鬼滅の刃 冨岡義勇から学ぶグリーフケア
はじめまして、大森ちゃんです。
緩和ケア病棟で看護師をしています。
緩和ケア病棟は「最後まで生ききる場所」と言いますが、「大切な人とのお別れの場所」であることも事実です。
緩和ケア病棟に限らず、大切な人を失う、失った、グリーフにある人に、どう関わっていいかわからない、苦手だと感じている方は多いのではないでしょうか?
これは臨床経験年数問わず、むしろ3年、5年と経験を重ねる毎にその難しさにぶつかり、悩む…私がそうでした。
それでグリーフケアを学び始めて10年が経ちます。
「グリーフケアってどうしたらいいの?」、「そもそもグリーフって何?」と思っている方と、一緒に勉強したいな~と思いました。
ただ…同じ勉強するなら楽しく勉強したい!
なので「大好きなアニメとコラボで勉強してみようじゃないか」と、今回書いてみましたよ。
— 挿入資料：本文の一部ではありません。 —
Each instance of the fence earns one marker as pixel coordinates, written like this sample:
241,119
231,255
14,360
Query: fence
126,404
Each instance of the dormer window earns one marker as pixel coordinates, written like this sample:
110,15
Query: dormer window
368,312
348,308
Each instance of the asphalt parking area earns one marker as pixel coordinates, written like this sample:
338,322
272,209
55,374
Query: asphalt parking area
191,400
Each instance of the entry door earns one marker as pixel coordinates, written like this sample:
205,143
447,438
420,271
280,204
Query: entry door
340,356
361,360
週間少年ジャンプ連載中「鬼滅の刃」(作者:吾峠呼世晴さん)、読んでいる方多いですよね。
私もその一人で、どっぷり鬼滅沼にはまっています。
鬼滅の魅力を語りだすと止まらないので今回は控えますが、グリーフケアを学ぶ私にとっては「これグリーフだな~」と思える場面や台詞がちょいちょいあるので、その点でも興味深く読んでいます。
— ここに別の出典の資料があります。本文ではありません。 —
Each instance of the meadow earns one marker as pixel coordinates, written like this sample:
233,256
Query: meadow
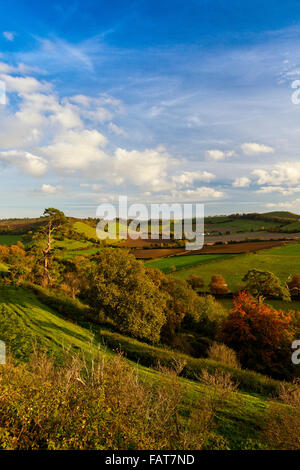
7,240
167,265
27,321
282,261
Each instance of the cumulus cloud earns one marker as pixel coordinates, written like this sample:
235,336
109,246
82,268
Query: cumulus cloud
76,150
116,129
25,161
9,35
147,168
278,189
200,194
252,148
218,154
50,189
242,182
284,173
188,178
46,132
284,205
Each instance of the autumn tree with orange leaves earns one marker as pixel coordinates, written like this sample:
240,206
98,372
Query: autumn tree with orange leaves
260,335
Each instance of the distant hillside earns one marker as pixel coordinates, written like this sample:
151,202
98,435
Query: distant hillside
282,214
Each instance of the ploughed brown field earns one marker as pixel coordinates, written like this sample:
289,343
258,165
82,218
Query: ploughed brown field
235,248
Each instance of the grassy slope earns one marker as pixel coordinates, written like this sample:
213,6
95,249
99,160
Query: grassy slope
25,319
183,262
8,240
282,261
22,313
242,224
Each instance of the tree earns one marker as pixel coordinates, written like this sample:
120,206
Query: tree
218,285
120,288
212,315
182,306
266,284
294,285
56,222
195,281
260,335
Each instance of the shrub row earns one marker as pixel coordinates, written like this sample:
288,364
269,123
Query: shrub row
151,356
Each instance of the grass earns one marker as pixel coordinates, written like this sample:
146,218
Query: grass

鬼滅の登場人物のほとんどが鬼に大切な人を奪われていますから、物語自体がグリーフのお話と言ってもいいんじゃないかと思ったりもします。
グリーフって何?
グリーフって聞いたことはあるけどよくわからないという方のために…
私がグリーフを学んだのはアメリカのグリーフカウンセラー、アラン・D・ウォルフェルト博士の理論なので、そこでのグリーフの定義もご紹介しますね。
そんなグリーフの視点で鬼滅の刃を観てみようじゃないかとゆ~わけです。
個人的にグリーフだな~と思うのが、冨岡義勇さん。
の寡黙な彼です
義勇さんの羽織の半分は錆兎の形見の着物(錆兎の着物は鬼に殺された父親の形見)、もう半分は義勇さんの姉である蔦子さんの形見の着物…なのもグッときますよね💦
コミック15巻、錆兎との大事なやりとりを思い出す義勇さんの台詞
先ほどご紹介したグリーフの定義を思い出してくださいね。
大切なお姉さんが鬼に殺され、その悲しみの中出会った親友の錆兎まで鬼に殺される。立て続けに大切な人を失うという経験に「思い出すと悲しすぎて何もできなくなった」から自分の感情やその人達との思い出をも閉じ込めました。まさにグリーフですよね。
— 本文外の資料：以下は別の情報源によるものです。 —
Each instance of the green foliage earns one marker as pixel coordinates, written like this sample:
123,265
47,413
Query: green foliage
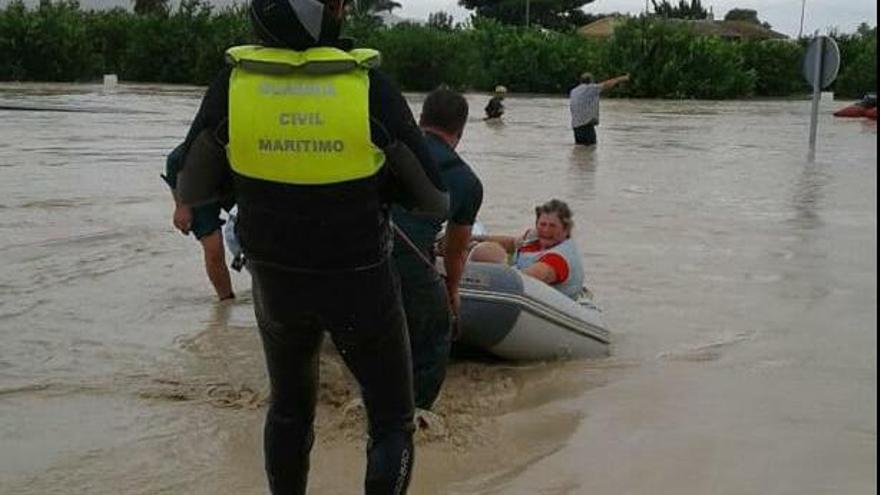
684,10
550,14
441,20
529,60
49,43
59,42
858,63
667,60
421,58
745,15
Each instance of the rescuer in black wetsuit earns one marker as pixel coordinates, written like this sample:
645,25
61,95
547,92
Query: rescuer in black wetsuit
303,128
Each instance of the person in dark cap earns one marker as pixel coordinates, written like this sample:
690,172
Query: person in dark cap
584,104
310,128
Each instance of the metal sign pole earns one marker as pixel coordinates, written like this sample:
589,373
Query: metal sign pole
817,91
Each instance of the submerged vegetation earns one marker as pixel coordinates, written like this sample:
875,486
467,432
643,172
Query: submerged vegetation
58,41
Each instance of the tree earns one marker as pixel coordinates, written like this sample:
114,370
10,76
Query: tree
684,10
369,8
550,14
148,7
746,15
440,20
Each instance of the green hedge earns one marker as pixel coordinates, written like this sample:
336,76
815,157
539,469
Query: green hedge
57,41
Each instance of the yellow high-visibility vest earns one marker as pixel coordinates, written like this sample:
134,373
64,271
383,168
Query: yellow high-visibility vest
301,117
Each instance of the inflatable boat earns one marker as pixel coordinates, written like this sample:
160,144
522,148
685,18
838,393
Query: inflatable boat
517,317
862,108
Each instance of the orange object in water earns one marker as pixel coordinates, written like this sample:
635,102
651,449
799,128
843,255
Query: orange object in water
854,110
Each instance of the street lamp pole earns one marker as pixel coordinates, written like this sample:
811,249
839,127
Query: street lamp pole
801,30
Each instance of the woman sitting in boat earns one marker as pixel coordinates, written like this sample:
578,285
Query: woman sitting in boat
545,252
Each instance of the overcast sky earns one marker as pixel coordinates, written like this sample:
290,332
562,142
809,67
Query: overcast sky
783,15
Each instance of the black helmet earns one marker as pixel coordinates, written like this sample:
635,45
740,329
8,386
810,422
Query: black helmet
296,24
これは心が弱いからではなく、そうしないと自分を保っていられないからで、自分を守るための反応ともいえます。
物語の舞台は大正時代。この時代の男性ですと「悲しいことがあっても人前で取り乱してはいけない」という無言の圧力や先入観もあったでしょう。
コミック1巻、錆兎の登場シーンで
と炭治郎に言っていることからも、悲しみの感情を表出することが難しい時代だったと思います。
そうやって自分の感情を閉じ込めてしまい、大切な人達を失った悲しみに向き合うことができなかった結果、周囲の人達と距離を取っていったのではないでしょうか…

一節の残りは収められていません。